The Carnival Triumph was towed into port in Mobile, Alabama, late on Thursday, giving disembarking passengers an opportunity to speak out about their ordeal.

Within hours, Cassie Terry, of Brazoria County, Texas, filed a lawsuit in federal court in Miami describing the ship as “a floating toilet, a floating Petri dish, a floating hell” and seeking damages from Carnival Corp.

As the ship listed as it was being towed, Terry was in constant fear of contracting serious illness from raw sewage spilling from non-functioning toilets. She had to wade through human feces to reach food lines that were hours long, only to receive spoiled rations, according to the lawsuit.

But Terry’s account and those of other passengers do not describe the type of injuries or harm that could lead to a successful lawsuit, according to attorneys who specialize in suing cruise companies.

Conditions might have been disgusting “but get over it,” said Miriam Lebental, an attorney from San Pedro, California, who specializes in cruise ship injuries.

Like other attorneys that pursue cruise companies, she said she would not be interested in taking a case unless it involved a major injury and negligence, such as a passenger breaking their neck during a fall down an unlit stairwell.

There have been no such reports from the Triumph.

Terry declined to comment. Her attorney, Brenton Allison of Gilman & Allison in Pearland, Texas, said he understood that other attorney’s were skeptical about taking cases from passengers, but his client was nauseated and running a fever.

“I don’t know what may manifest from her exposure to those conditions,” he said, adding that Terry would decline the compensation offered.

Carnival has offered passengers $500, reimbursed their transportation and many onboard costs and given them a credit toward a future cruise equal to the amount they paid for the Triumph vacation.

Jim Walker, a premier lawyer for cruise passengers, said passengers would be wise to take the money.

“It’s more than any attorney could get for them,” said Walker, a partner at Walker & O’Neill in South Miami, Florida.

The cruise industry has become adept at using tickets, which are binding contracts, to limit their liability and define how a passenger can sue the cruise company, the lawyers said.

These tickets are “the most onerous one-sided terms and conditions,” said Walker. “It’s difficult to sue them.”

For example, the tickets for the Costa Concordia, which hit rocks off the coast of Italy in January 2012 and killed 32, required passengers to sue in Italy.

Several cases brought in Miami federal court by Concordia passengers were dismissed for that reason.

In the case of the Triumph, the tickets likely contain similar language that require that lawsuits be brought in federal court in Miami, regardless of where the passenger lives.

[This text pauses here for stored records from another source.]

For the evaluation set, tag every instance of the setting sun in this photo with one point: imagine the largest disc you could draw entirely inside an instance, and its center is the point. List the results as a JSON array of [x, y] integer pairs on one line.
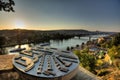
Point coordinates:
[[19, 24]]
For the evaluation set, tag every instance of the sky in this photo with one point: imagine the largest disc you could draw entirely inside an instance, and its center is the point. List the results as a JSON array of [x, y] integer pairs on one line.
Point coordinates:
[[100, 15]]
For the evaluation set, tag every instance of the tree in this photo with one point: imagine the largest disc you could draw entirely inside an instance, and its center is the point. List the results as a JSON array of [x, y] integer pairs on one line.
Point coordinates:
[[2, 43], [7, 6]]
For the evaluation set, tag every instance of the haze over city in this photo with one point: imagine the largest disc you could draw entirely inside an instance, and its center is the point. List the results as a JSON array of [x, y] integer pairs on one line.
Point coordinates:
[[102, 15]]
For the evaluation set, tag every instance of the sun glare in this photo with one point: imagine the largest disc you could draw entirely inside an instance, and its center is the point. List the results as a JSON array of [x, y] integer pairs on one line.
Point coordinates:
[[19, 24]]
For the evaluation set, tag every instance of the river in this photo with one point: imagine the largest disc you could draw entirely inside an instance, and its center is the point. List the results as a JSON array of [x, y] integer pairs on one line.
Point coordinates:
[[60, 44]]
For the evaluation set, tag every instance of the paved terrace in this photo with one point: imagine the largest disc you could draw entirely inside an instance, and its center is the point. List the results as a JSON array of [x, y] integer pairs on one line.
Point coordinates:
[[6, 64]]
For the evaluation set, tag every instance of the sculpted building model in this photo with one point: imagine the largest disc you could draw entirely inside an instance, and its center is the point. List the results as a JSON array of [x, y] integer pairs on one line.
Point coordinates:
[[46, 64]]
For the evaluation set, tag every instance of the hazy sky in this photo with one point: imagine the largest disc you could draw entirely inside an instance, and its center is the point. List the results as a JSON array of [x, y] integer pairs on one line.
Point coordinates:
[[103, 15]]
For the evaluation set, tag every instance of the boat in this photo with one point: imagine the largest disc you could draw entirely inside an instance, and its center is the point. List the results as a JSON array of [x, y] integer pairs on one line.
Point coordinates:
[[18, 50]]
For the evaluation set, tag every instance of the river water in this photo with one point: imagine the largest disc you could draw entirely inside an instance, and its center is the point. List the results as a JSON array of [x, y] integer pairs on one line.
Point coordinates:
[[60, 44]]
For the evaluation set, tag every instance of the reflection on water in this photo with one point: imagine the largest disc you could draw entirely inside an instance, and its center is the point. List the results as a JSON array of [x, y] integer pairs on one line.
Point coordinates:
[[60, 44], [65, 43]]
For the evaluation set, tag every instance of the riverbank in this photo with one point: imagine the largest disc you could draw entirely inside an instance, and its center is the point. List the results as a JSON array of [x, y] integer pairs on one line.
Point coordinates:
[[8, 73]]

The cruise industry has said that such “forum selection” clauses in cruise tickets help keep down costs for cruise operators by corralling all litigation in one court.

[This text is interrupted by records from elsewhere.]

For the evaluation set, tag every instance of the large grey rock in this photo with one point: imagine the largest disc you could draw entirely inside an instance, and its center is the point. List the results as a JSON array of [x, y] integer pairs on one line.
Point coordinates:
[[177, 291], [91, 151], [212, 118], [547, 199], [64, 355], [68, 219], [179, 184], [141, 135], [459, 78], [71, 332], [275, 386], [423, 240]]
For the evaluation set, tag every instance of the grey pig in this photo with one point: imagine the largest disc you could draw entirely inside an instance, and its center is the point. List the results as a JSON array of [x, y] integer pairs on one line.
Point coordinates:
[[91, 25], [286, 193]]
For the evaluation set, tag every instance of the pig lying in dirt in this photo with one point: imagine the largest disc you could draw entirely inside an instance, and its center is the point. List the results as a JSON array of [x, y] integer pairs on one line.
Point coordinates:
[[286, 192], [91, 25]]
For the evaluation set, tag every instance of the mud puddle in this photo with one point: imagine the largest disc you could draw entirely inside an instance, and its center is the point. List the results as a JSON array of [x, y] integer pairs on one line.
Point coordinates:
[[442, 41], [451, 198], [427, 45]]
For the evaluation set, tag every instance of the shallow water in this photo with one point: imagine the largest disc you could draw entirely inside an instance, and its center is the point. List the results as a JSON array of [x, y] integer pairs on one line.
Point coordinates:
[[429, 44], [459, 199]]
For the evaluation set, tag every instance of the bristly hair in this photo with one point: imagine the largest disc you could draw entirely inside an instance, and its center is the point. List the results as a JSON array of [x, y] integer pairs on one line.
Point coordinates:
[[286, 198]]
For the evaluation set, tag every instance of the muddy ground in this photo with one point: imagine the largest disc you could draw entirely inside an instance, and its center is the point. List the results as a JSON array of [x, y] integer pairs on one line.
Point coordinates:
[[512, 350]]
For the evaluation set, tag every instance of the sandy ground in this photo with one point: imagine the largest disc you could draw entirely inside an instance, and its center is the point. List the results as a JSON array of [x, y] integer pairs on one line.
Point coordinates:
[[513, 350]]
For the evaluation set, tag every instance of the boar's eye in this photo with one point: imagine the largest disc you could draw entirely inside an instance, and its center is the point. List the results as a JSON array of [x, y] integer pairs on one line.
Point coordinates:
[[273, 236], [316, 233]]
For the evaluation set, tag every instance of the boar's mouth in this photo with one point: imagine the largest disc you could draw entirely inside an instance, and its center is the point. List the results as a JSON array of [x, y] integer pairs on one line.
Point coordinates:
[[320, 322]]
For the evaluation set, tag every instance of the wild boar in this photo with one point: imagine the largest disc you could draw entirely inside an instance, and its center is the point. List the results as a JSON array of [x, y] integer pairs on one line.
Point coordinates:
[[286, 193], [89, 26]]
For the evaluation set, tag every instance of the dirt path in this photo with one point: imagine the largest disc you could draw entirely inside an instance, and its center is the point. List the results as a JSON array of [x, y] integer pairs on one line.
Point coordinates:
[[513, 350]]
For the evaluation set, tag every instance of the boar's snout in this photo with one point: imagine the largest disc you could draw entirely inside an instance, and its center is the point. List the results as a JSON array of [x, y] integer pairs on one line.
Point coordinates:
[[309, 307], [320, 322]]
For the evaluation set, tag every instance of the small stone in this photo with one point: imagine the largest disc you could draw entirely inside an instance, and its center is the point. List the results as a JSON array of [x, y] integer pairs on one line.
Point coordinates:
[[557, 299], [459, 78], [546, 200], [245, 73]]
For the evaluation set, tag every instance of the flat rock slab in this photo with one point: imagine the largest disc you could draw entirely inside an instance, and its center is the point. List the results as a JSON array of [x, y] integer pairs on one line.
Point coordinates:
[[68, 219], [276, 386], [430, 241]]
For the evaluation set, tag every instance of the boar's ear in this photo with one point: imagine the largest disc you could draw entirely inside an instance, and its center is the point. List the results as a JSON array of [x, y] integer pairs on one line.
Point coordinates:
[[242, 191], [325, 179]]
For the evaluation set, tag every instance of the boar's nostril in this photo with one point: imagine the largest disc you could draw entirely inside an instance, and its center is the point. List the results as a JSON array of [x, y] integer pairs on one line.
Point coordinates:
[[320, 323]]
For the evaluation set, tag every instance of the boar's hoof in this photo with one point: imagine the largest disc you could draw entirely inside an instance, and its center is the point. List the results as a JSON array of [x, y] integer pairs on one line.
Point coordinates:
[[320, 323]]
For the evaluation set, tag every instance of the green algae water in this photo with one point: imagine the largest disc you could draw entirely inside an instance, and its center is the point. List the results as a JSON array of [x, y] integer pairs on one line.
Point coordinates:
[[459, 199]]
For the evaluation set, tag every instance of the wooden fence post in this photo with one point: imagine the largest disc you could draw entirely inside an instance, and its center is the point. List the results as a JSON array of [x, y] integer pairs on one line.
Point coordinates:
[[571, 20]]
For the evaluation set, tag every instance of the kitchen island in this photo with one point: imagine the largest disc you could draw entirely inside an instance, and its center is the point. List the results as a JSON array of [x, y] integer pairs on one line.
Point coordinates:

Walker said it gives the cruise industry leverage.

“It’s like built-in home court advantage for the Miami Heat,” he added.

Carnival, which is the parent company to both the Triumph and the Concordia, did not immediately respond to a request for comment.

Cruise companies have also been able to limit their liability for accidents that occur during shore excursions or for the negligence of ship staff.

That is because the cruise companies use outside companies to handle activities such as parasailing, even when the staff leading the excursions wear shirts or hats bearing the insignia of the cruise company.

Cruise tickets often state that harm caused during excursions must be brought against the company that provided the activity.

Many staff doctors or masseuses are independent contractors and passengers must sue them, not the cruise line, and staff often do not have insurance and frequently are not Americans.

“If the ship doctor kills you, your family has to chase the doctor in South Africa or the Middle East or India, which is exceedingly difficult, if not impossible,” Walker added.